Do seu rico ecossistema, destacam-se duas palmeiras, a carnaúba e o babaçu, árvore símbolo da Mata dos Cocais, de importância econômica para as comunidades locais, como fonte de renda de muitas famílias, sendo a maior produção extrativista vegetal do país, apesar de sua queda constante, ao longo dos anos, influenciado, principalmente pelos conflitos territoriais, com o avanço da pecuária, bem como a exploração do solo, rico em minérios, como ferro, ouro, diamante, bauxita, alumínio e níquel.
Os estados do Maranhão, Piauí e Tocantins concentram as maiores extensões de matas onde predominam os babaçus. O principal derivado, o óleo, é extraído das amêndoas, que possui valor comercial para a indústria, entre outros. A extração das amêndoas (de três a cinco por coco), são realizadas manualmente, de forma caseira e tradicional. Segundo dados da Companhia Nacional de Abastecimento — Conab, de 2021, o Brasil produziu em 2020, 47.707 toneladas de amêndoas de coco babaçu, sendo o estado do Maranhão, responsável por 92,9% da produção.

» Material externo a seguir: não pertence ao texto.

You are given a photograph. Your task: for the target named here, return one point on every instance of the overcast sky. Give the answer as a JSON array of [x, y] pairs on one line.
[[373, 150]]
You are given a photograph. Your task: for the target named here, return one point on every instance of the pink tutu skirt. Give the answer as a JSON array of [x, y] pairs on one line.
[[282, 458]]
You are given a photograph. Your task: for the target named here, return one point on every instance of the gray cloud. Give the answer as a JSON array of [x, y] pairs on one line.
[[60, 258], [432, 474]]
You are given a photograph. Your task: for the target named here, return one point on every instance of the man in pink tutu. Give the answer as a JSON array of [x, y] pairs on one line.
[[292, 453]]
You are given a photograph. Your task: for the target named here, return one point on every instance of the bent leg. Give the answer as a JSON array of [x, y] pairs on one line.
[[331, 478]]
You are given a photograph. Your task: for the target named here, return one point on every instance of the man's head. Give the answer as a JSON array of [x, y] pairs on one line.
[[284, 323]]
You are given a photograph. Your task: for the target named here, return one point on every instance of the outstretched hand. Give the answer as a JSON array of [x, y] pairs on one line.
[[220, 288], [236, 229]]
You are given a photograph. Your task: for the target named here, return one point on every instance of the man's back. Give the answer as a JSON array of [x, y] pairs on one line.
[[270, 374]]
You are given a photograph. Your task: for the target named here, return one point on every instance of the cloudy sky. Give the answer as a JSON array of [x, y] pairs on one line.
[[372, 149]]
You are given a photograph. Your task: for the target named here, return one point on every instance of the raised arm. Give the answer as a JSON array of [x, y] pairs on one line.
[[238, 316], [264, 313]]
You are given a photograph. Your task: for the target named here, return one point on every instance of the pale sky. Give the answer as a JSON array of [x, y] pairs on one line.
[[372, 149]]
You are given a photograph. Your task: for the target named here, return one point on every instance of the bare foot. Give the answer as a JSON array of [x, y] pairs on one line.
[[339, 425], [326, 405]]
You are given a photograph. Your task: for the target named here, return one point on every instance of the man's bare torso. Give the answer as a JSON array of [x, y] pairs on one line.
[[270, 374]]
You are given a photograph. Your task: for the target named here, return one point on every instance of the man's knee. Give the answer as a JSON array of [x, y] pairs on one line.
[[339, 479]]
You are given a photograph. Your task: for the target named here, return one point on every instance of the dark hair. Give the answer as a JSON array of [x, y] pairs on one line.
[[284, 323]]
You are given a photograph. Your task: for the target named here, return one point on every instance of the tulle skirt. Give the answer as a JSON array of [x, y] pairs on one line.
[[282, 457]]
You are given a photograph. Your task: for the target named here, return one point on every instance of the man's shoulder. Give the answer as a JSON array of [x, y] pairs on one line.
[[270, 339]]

É parte do sustento de grande parcela da população interiorana, extraída, quase que exclusivamente, pelas mulheres: as quebradeiras de coco. Estima-se mais de 300 mil quebradeiras espalhadas pelas regiões da Mata dos Cocais. O ofício é passado de geração a geração, desde a coleta dentro da mata, à quebra do coco para retirada das amêndoas. As quebradeiras de coco são oficialmente reconhecidas com um dos 28 povos e comunidades tradicionais brasileiros.
Porém, o reconhecimento e a garantia, por lei, pelo menos em alguns municípios, ao acesso às terras para a colheita dos cocos, são constantemente reprimidos pelos donos dos latifúndios, seja dificultando o acesso, como derrubando as palmeiras, para formação de pastos. E a busca pela sobrevivência das quebradeiras, se dá por estratégias como o agrupamento das mulheres, através de associações, fortalecendo a representatividade junto às instituições, bem como a dignificação do trabalho, com a tentativa de se agregar valor ao produto, através de aplicações alternativas. Além das amêndoas e o seu valor comercial, utiliza-se a farinha do mesocarpo, para pães, biscoitos, bolos, e outros alimentos; a casca do coco, como carvão; a própria fumaça, como repelente de insetos; a folha da palmeira, como trançado para cestas, coberturas e esteiras; o palmito, comestível; exemplos que, despertam o interesse como objeto de estudos e pesquisa científicas na área farmacêutica e na indústria alimentícia.
Sistema construtivo
Na pesquisa e pratica, o Estúdio Flume identifica como desafio do cotidiano focar em propostas que mesmo desde a arquitetura como ferramenta, estejam respondendo a questões sociais e políticas comprometidas com nosso cotidiano. Nesse sentido, o projeto desenvolvido com a comunidade de mulheres quebradeiras de babaçu do povoado de Sumaúma, município de Vitória do Mearim, no Maranhão, iniciou suas definições e caraterísticas de sistema construtivo proposto, a partir de uma leitura dos materiais e técnicas construtivas locais.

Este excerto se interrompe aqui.